Location
- Marlow Road Ipswich, Suffolk, IP1 5JN England
- Coordinates: 52°04′27″N 1°07′17″E﻿ / ﻿52.07408°N 1.12137°E

Information
- Type: Academy
- Opened: September 1939
- Local authority: Suffolk
- Trust: Academy Transformation Trust
- Department for Education URN: 139288 Tables
- Ofsted: Reports
- Principal: Martin Higgon
- Staff: 69
- Gender: Coeducational
- Age: 11 to 16
- Enrollment: 1027
- Colours: Blue, Red, Yellow, Green, Purple
- Website: http://www.westbourne.attrust.org.uk/

= Westbourne Academy =

Westbourne Academy is a secondary school with academy status located in Ipswich, Suffolk, England. It is a co-educational school for students aged 11–16 with post-16 provision accommodated at the Suffolk One sixth form centre. The field used to be home of Ipswich Phoenix Football Club, and is now used by Ipswich Valley Rangers.

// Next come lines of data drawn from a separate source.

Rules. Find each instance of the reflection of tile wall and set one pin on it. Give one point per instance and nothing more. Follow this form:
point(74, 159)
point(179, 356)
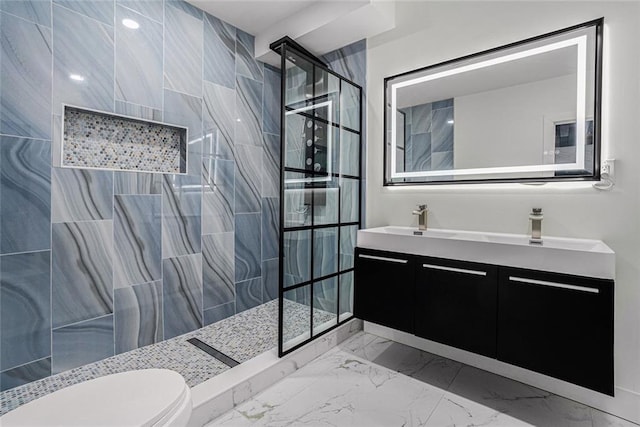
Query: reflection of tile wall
point(429, 136)
point(94, 262)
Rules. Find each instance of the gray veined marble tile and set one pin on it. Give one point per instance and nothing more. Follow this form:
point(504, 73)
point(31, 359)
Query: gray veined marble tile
point(350, 106)
point(182, 294)
point(421, 117)
point(297, 257)
point(248, 178)
point(270, 279)
point(325, 251)
point(350, 61)
point(139, 111)
point(181, 215)
point(442, 160)
point(79, 43)
point(420, 149)
point(153, 9)
point(138, 60)
point(271, 166)
point(25, 78)
point(249, 111)
point(218, 195)
point(137, 183)
point(270, 227)
point(81, 195)
point(349, 200)
point(348, 236)
point(25, 374)
point(82, 343)
point(25, 302)
point(246, 64)
point(36, 11)
point(248, 294)
point(218, 273)
point(101, 10)
point(82, 273)
point(271, 101)
point(219, 52)
point(183, 51)
point(219, 106)
point(442, 130)
point(138, 316)
point(325, 205)
point(185, 110)
point(137, 229)
point(349, 162)
point(215, 314)
point(248, 246)
point(25, 194)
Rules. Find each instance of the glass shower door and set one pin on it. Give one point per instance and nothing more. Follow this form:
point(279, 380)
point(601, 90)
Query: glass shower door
point(320, 198)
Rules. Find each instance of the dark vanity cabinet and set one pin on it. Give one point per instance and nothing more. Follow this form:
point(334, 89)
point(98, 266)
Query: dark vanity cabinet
point(456, 304)
point(558, 325)
point(384, 290)
point(555, 324)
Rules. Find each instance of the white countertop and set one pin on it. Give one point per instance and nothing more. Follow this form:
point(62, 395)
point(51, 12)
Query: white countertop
point(581, 257)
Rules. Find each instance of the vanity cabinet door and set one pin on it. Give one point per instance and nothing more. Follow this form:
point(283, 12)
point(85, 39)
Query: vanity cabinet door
point(384, 288)
point(558, 325)
point(455, 304)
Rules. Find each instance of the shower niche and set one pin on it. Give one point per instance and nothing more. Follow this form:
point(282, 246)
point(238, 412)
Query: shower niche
point(99, 140)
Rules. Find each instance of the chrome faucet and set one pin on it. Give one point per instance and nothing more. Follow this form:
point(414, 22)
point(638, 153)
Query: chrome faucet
point(422, 216)
point(536, 226)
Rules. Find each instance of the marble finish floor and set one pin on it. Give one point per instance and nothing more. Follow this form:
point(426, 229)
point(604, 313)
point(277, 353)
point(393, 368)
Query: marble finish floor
point(241, 337)
point(370, 381)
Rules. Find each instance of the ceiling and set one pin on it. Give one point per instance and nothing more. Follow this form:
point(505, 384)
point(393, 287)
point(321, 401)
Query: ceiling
point(243, 13)
point(319, 25)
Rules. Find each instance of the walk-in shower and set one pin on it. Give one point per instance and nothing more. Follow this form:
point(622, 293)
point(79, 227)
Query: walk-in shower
point(320, 196)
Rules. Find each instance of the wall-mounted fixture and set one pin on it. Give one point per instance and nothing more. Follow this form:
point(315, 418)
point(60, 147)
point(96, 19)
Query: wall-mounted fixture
point(525, 112)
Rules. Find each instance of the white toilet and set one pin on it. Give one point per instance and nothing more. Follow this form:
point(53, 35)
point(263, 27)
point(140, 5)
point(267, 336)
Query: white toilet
point(149, 397)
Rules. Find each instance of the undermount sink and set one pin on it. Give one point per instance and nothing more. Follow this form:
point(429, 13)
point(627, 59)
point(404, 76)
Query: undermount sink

The school has been known by many different names since 1939, such as, Western Senior Girls' School, Westbourne School, Westbourne High School and Westbourne Sports College before becoming an academy in February 2013. It is now part of the Academy Transformation Trust.

==Notable alumni==
- Kirk Degiorgio, techno producer and DJ.
- Kieron Dyer, former Newcastle United, Ipswich Town and England midfielder.
- Jamie Hawkesworth, fashion and documentary photographer.
- Sean Hedges-Quinn, sculptor, animator and, film model and prop-maker.
- Ian Payne, ITV Tyne Tees presenter.